The software difficulties are as equally hard to overcome; you’d have to deal with the horrible Balkanisation of the Linux distros for one thing so that people would have something simple to compile binaries against. Idealism isn’t going to get people to give away the source code to everything.
However, there’s certainly a market for Ubuntu / Linux systems where you can be sure of the hardware configuration and fix all the problems in advance. This means that something like eeebuntu works really rather well, and is supported rather better than Asus managed to support the Eee themselves. It’s a pleasure to use, and makes me see myself using my Eee a lot more in the future.

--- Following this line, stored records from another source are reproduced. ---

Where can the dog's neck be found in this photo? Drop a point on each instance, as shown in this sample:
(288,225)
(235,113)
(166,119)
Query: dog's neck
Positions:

Similarly, if all the software you could ever want, literally, is encompassed by the repositories of your chosen distro, then it’s also a very comfortable experience where you can be reasonably sure that everything will just work, which is literally the ideal consumer experience.
So, if you lie within some narrow definition of “consumer” then Ubuntu is going to be perfect for you. If you lie just a little to the edges, it’s going to suck. There’s really no middle ground between “idealised consumer” and “pretty hardcore techie”. I guess that’s why they’re going to carry on working with it. If they can expand that consumer window, this could be heading somewhere.